The zone was going through some kind of quiet, relaxed period. Beatty said it was because Charlie was taking a breather between operations. Two months before I arrived, one of our infantry companies had been all but decimated on LZ Eleanor. After that, for the rest of December and into January 1969, the 1st Cav had busily kicked ass in interdiction ops in the Angel’s Wing area. Charlie broke up into platoons and squads the better to evade and hide and pulled back into Cambodia.
“They’ll be back, though,” Captain Beatty predicted. “They always come back.”
The guys bitched about it every night at the O Club.
“They sit over there giving us the finger and waiting until we’re not looking to slip over and kick us in the balls,” Mighty Morris fussed.
“We could cut the activity in War Zone C to zilch if they’d let us raid Charlie’s camps in Cambodia,” said a warrant named W. B. Farmer. He was a big rawboned farmer from Alabama with speech so slow you almost went to sleep before he finished a sentence. Everybody called him Farmer Farmer. “If y’all fly along the border you can actually see them bringing arms and supplies down the trails from North Vietnam—and there ain’t a cotton-picking thing we can do about it.”
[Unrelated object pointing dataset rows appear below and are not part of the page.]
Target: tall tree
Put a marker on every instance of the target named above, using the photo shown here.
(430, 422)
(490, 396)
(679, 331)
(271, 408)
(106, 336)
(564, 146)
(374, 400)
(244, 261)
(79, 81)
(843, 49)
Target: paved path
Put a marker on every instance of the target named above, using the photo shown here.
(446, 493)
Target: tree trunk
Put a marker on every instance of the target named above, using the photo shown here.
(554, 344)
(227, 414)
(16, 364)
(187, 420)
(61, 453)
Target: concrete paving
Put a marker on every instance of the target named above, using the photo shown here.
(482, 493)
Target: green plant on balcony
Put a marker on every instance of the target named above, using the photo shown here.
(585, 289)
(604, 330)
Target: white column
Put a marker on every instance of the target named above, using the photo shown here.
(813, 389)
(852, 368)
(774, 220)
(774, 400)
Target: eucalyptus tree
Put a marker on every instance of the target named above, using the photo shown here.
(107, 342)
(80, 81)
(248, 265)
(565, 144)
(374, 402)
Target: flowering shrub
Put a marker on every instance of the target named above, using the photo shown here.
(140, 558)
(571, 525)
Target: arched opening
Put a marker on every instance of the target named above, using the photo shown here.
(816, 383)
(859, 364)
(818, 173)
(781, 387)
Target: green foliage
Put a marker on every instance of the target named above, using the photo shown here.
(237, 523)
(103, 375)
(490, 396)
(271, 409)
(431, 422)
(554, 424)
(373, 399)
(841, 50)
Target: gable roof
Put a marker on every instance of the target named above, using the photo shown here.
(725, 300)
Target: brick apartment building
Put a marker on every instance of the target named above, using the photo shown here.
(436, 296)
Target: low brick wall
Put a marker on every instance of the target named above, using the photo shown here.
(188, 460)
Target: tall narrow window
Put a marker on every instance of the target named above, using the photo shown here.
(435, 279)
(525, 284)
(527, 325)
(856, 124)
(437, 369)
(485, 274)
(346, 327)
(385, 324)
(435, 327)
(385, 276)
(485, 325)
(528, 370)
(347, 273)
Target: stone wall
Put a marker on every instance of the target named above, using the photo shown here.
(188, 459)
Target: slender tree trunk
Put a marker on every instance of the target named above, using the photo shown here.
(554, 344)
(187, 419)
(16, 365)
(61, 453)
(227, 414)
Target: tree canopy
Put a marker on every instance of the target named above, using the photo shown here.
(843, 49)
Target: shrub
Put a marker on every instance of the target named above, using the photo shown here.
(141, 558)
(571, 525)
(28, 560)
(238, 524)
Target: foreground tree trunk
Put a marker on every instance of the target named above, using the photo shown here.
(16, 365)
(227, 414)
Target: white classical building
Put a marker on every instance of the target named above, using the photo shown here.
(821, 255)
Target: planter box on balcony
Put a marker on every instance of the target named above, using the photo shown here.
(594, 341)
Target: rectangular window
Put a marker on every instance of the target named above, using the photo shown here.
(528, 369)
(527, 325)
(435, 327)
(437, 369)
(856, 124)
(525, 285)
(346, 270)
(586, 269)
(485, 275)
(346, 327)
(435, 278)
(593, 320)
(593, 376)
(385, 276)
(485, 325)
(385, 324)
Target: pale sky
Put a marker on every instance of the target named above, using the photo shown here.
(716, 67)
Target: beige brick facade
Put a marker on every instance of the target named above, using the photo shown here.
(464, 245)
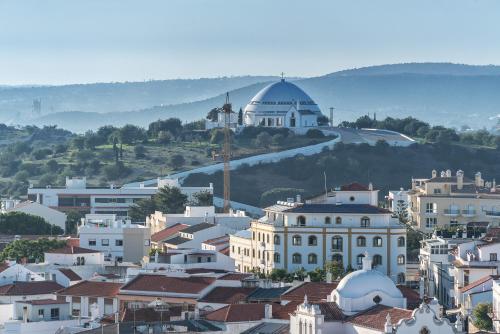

Some of the Cobra jocks had a crafty way of dealing with it. Rather than return to base with unexpended firepower, they pointed their sharks’ jaws toward Cambodia and all of a sudden they experienced an electrical short or malfunction that released all their rockets in that direction.
Oh, hell. It was an accident. We don’t know what happened. Them rockets just took off on tneir own.
Vietnam wasn’t so bad. I had seen more action riding shotgun on buses in Santo Domingo. We still patrolled out there, searching for enemy activity, but no one was getting shot at and no one saw anything. Blue complained that it was almost too quiet. Some of the guys were getting jittery about it. Mighty Morris said he could almost hear Van Heflin or Victor Mature in some jungle movie muttering after the native drums stopped beating, “Quiet. Yeah, too quiet.” One of the problems with being a snuffy in war was that you rarely saw the “Big Picture.” You knew only what was happening in your immediate vicinity. As far as you were concerned, there wasn’t even a war if you weren’t personally being shot at, while a few miles away other guys might be fighting for their lives on isolated FSBs.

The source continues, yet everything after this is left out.